以上、3つの事例のいずれもが、患者さんの訴えに耳を傾けることをしていないばかりか、患部の症状所見に目をやらず、考えることを怠っているような気がします。

やみくもに、患部(または全身)にマッサージを施してしまっているように思えます。

F先生のお話では、患部に目をやることなく、受療した患者さん全員に、クイックマッサージを行う感覚で施療しているのではないでしょうか?というご意見です。

K先生やM先生も、患部の症状に関わらず、例えそれが炎症を伴っていたとしても、何でもマッサージ(もみほぐし)で解決しようとする傾向があるとのご意見です。

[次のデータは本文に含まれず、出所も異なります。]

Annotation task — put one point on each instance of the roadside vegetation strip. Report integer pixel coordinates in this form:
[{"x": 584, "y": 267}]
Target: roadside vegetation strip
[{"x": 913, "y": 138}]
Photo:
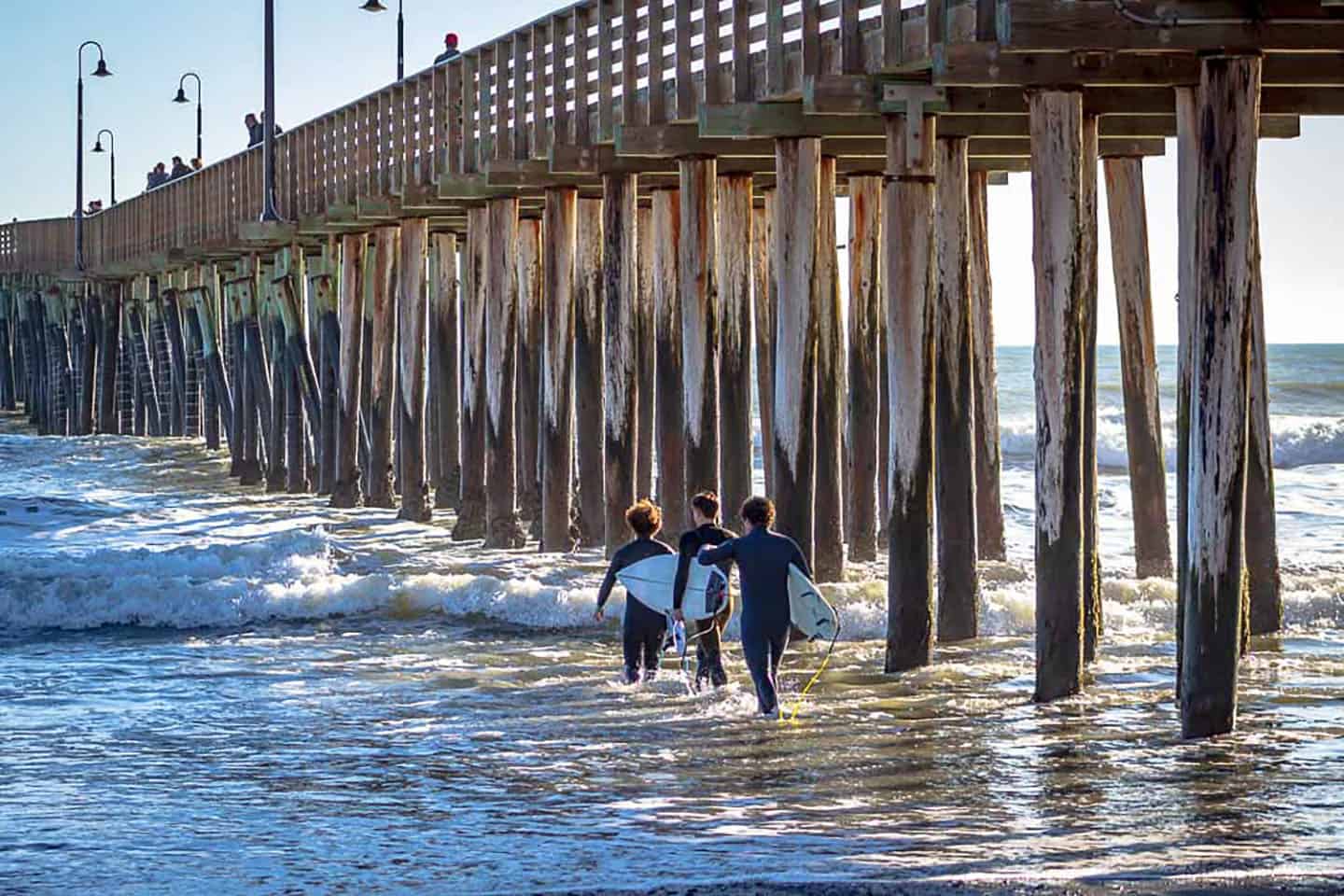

急性期にある外傷に対する処置を行う機会が減ってきたとは言っても、それに対して適切な処置を施せる知識や技術は養いたいところです。


事例4/患者さんの頭(顔)に物が落ちやすい環境

G整骨院では、壁面の1.5mくらいの高さに棚をつけてあります。
その棚には、低周波の導子をはじめ、施術に用いる器具類を置いているようです。
ベッドは、その壁面に対して直角に並び、臥位をとった患者さんの頭(顔面)部はちょうど棚の下に位置するようです。
G整骨院では、棚の上にある物を取ろうとした看護助手が誤って、再々ベッドに寝た患者さんの頭や顔に物を落としています。
【患者Yさんから】


器具備品を扱いやすいように、壁面に棚を取り付けてある整骨院はよくみかけます。
しかし、その場合には、棚の上にあるものが患者さんの身体の上に落ちてこないように配慮しておくことが必要です。
患者さんの上に落ちてくる物が、例え包帯であってもいけません。